Delete old input and output files, new files can be genrated by manually run:
make clinvar/input/clinvar_grch37_input.vcf.gz
make clinvar/export/clinvar_grch37.txt.gz
make clinvar/input/clinvar_grch38_input.vcf.gz
make clinvar/export/clinvar_grch38.txt.gz
The latest version date number can be found on https://ftp.ncbi.nlm.nih.gov/pub/clinvar/vcf_GRCh37/ and https://ftp.ncbi.nlm.nih.gov/pub/clinvar/vcf_GRCh38/, please make sure to provide correct CLINVAR_VERSION=
in Makefile
(for exampel: CLINVAR_VERSION=20250106
). This new version number also needs to be added in /data/common_input/version_info.txt
.
/data/common_inpu/hgnc_xxxx.txt
should keep in sync with https://github.com/cBioPortal/datahub-study-curation-tools/blob/master/gene-table-update/build-input-for-importer/hgnc_complete_set.txt. When updating HGNC file, download new file from the github, rename to hgnc_xxxx.txt
(xxxx
indicates the version, for example v2024.10.1). Please also update this new file name in Makefile
where the files is used, and update the version in /data/common_input/version_info.txt
.
Run the import pipeline using the command below. This will take a few hours to complete.
cd data
make all \
VERSION=grch37_ensembl92 \
GFF3_URL=ftp://ftp.ensembl.org/pub/grch37/release-92/gff3/homo_sapiens/Homo_sapiens.GRCh37.87.gff3.gz
To change the reference genome to build the data files for, change the
VERSION
and GFF3_URL
variables accordingly (examples are in the Makefile).

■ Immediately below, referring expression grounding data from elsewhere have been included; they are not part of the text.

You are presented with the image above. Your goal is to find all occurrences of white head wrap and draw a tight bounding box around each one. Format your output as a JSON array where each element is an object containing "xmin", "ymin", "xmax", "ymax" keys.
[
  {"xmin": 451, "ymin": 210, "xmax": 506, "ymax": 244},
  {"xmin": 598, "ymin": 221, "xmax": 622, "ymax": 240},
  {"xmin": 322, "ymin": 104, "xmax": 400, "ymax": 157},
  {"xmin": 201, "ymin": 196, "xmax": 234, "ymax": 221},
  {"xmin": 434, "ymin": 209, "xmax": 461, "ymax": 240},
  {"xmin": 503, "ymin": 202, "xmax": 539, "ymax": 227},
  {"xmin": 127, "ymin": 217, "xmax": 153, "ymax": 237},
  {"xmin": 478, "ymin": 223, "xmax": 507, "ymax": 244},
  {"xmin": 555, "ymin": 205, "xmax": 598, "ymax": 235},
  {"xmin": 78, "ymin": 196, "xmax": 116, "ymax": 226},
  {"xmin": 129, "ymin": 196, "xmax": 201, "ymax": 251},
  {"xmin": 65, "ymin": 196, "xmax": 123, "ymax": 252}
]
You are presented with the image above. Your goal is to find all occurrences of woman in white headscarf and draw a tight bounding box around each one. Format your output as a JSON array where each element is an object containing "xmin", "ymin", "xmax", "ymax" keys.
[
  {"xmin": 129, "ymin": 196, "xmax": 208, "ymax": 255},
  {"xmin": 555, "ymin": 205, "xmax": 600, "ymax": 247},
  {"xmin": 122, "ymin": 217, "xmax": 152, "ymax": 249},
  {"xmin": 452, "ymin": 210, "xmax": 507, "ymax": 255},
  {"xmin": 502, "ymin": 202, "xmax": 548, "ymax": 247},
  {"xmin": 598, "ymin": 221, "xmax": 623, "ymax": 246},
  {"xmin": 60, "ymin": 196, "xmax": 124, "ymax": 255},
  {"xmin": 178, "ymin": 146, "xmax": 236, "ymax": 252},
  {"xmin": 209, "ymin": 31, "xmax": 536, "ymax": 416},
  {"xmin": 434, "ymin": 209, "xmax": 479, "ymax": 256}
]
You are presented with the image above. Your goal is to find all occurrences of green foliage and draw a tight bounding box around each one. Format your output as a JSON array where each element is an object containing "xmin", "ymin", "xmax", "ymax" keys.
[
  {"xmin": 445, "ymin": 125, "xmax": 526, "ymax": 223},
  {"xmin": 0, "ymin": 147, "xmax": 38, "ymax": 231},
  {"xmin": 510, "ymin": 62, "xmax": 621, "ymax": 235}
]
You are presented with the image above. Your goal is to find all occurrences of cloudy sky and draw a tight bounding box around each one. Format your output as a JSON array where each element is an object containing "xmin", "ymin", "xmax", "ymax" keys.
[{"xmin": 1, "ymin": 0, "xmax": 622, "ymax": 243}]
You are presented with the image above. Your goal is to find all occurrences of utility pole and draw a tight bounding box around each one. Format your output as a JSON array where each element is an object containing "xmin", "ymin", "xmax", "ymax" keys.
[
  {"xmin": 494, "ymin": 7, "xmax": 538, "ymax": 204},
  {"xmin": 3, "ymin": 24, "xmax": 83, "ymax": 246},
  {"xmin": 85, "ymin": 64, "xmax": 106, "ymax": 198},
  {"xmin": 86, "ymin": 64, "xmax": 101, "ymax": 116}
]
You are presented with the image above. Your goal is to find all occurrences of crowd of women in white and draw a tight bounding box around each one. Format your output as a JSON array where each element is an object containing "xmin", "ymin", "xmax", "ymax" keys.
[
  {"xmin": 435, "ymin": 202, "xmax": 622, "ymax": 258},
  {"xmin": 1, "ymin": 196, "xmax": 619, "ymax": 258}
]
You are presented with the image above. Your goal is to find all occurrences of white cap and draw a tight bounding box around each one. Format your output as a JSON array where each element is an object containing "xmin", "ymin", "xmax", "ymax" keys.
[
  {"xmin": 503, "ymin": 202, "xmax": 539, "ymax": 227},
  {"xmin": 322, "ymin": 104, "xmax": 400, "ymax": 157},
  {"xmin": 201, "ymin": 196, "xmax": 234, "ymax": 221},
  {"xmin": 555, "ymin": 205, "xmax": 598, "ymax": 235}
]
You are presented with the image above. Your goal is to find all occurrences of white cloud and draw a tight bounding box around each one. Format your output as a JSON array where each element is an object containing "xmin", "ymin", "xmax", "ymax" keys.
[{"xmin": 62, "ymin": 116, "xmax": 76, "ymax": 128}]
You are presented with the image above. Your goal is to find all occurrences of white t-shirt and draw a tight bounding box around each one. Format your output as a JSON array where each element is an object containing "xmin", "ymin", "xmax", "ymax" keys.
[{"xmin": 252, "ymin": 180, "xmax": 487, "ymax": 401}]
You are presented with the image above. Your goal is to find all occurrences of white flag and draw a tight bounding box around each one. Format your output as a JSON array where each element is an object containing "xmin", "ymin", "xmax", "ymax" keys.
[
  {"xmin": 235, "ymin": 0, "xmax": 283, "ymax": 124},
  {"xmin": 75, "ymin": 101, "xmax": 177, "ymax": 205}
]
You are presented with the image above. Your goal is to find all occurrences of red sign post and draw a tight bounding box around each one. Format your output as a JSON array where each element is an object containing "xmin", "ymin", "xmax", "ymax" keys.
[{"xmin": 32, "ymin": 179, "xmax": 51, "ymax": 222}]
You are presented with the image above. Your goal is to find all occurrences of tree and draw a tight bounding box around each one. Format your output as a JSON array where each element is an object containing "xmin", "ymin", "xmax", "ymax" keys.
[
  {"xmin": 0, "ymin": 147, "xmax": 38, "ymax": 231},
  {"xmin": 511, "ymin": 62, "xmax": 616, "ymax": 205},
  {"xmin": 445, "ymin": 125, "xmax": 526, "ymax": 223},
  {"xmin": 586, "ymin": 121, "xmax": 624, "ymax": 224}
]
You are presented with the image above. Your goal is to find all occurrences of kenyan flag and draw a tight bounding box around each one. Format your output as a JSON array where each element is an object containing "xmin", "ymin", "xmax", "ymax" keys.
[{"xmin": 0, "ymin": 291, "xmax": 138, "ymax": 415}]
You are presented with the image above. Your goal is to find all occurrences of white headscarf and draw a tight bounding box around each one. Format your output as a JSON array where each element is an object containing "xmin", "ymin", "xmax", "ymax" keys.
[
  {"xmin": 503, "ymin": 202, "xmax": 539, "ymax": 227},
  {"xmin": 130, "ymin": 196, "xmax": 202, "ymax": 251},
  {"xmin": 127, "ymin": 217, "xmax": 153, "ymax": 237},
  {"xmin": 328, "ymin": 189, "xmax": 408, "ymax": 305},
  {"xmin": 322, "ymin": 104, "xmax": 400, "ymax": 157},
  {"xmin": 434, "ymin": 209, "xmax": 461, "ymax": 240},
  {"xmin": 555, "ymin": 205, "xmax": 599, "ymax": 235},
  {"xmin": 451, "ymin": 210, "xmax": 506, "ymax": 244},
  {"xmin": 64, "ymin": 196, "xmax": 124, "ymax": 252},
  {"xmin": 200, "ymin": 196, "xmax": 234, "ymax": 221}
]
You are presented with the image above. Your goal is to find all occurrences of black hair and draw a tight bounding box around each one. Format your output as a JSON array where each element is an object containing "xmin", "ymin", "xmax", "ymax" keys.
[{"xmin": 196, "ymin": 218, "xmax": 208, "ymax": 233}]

If the pipeline crashes, for example when the Ensembl REST API is down, sometimes an empty file is created. To continue the pipeline, remove the empty file and run make all
again.
Additionally, mouse data can be processed to build a database for mouse. This is described here.
During this process, every transcript in data/<refgenome_ensemblversion>/input/ensembl_biomart_geneids.txt
is assessed to be either canonical or not, by querying the Ensembl REST API. This takes a while, because a maximum of 1000 transcripts can be queried at a time. Progress can be viewed by inspecting the temporary files created in data/<refgenome_ensemblversion>/tmp/transcript_info
. Gene source file ensembl_biomart_geneids.txt
contains about 224596 transcripts, so the pipeline will save about 225 of these files.

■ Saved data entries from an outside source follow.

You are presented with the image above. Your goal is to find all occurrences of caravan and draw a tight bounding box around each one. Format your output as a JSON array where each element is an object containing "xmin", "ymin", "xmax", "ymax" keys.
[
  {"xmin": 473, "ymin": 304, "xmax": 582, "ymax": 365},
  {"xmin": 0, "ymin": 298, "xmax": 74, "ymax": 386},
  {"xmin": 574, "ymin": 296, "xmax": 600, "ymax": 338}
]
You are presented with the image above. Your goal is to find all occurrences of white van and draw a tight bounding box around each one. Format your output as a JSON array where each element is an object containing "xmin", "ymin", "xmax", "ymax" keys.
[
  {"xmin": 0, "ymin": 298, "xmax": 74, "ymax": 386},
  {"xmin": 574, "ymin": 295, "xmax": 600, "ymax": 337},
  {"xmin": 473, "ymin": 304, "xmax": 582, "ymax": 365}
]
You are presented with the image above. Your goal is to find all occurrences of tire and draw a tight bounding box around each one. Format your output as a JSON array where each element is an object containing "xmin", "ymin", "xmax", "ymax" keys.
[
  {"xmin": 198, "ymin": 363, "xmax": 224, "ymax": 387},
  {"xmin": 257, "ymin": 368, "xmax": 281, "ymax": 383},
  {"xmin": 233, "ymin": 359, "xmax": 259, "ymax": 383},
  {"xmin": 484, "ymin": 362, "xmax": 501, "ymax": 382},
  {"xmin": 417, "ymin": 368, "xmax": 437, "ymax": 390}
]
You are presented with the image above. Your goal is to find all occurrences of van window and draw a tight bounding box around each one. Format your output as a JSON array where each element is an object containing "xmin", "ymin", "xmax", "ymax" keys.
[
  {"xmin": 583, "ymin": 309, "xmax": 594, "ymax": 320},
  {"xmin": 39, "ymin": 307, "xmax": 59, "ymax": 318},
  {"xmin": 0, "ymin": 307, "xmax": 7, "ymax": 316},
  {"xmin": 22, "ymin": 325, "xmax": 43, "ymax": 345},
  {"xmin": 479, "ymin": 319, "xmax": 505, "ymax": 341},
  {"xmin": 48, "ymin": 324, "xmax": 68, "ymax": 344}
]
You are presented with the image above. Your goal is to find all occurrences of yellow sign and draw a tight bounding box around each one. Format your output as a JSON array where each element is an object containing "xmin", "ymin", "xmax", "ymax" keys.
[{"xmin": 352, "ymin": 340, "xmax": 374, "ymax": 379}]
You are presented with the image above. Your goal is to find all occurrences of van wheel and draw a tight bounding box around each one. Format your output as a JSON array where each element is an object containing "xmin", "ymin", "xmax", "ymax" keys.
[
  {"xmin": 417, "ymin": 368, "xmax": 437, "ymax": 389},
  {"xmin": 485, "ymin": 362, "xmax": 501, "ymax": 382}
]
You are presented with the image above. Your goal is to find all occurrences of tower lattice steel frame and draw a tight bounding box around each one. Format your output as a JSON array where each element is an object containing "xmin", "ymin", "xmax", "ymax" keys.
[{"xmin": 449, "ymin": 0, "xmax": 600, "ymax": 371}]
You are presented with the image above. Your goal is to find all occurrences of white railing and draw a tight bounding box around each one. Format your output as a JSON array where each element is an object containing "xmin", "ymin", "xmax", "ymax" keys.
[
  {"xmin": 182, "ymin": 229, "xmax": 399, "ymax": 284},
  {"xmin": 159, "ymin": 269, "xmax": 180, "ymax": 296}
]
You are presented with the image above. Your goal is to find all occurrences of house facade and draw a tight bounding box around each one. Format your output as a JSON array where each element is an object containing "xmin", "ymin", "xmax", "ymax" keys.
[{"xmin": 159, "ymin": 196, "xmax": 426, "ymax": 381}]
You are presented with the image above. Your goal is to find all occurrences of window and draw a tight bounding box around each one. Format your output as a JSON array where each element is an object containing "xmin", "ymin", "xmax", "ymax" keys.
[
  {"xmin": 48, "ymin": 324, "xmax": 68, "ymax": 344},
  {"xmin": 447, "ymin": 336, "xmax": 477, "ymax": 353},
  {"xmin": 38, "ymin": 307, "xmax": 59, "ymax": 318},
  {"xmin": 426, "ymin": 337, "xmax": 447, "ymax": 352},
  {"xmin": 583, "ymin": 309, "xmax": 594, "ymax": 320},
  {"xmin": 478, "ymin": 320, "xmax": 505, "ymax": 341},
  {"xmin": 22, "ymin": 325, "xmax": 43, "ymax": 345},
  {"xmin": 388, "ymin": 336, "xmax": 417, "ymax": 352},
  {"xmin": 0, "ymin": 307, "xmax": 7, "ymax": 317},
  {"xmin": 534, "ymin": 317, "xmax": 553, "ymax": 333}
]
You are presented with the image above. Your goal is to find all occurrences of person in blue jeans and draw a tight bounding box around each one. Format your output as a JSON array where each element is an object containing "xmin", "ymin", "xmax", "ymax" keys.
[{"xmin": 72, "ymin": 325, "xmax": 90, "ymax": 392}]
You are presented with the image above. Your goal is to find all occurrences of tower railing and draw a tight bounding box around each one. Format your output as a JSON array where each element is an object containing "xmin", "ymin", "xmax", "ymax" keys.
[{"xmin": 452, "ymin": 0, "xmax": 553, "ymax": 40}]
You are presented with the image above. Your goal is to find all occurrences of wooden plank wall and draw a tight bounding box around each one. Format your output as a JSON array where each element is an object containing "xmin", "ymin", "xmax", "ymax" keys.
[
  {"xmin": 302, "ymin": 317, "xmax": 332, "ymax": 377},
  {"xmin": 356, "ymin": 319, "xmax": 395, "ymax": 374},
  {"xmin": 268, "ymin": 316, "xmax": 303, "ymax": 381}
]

When the REST API is slow for whatever reason, the server can return a timeout error. When that happens, the QSIZE
parameter can be used to reduce query size (e.g. to 100 transcripts at a time).
make all \
VERSION=grch37_ensembl92 \
GFF3_URL=ftp://ftp.ensembl.org/pub/grch37/release-92/gff3/homo_sapiens/Homo_sapiens.GRCh37.87.gff3.gz \
QSIZE=100
To verify the pipeline ran data for the correct reference genome, you can verify the exon coordinates in
export/ensembl_biomart_transcripts.json.gz
. Select an Ensembl Exon ID, query it on Ensembl GRCh38 or GRCh37, select
the gene, select transcript, and select 'Exons'. This will display all the exons of the transcript and their genomic
coordinates.
The hotspots files are updated by a slightly different make
process. To update the files,
run the following command (replacing VERSION=grch38_ensembl95
with your build of interest):
cd data/common_input/hotspots
make all VERSION=grch38_ensembl95
When new data has been created, create a PR to Genome-Nexus to add this data to the master branch.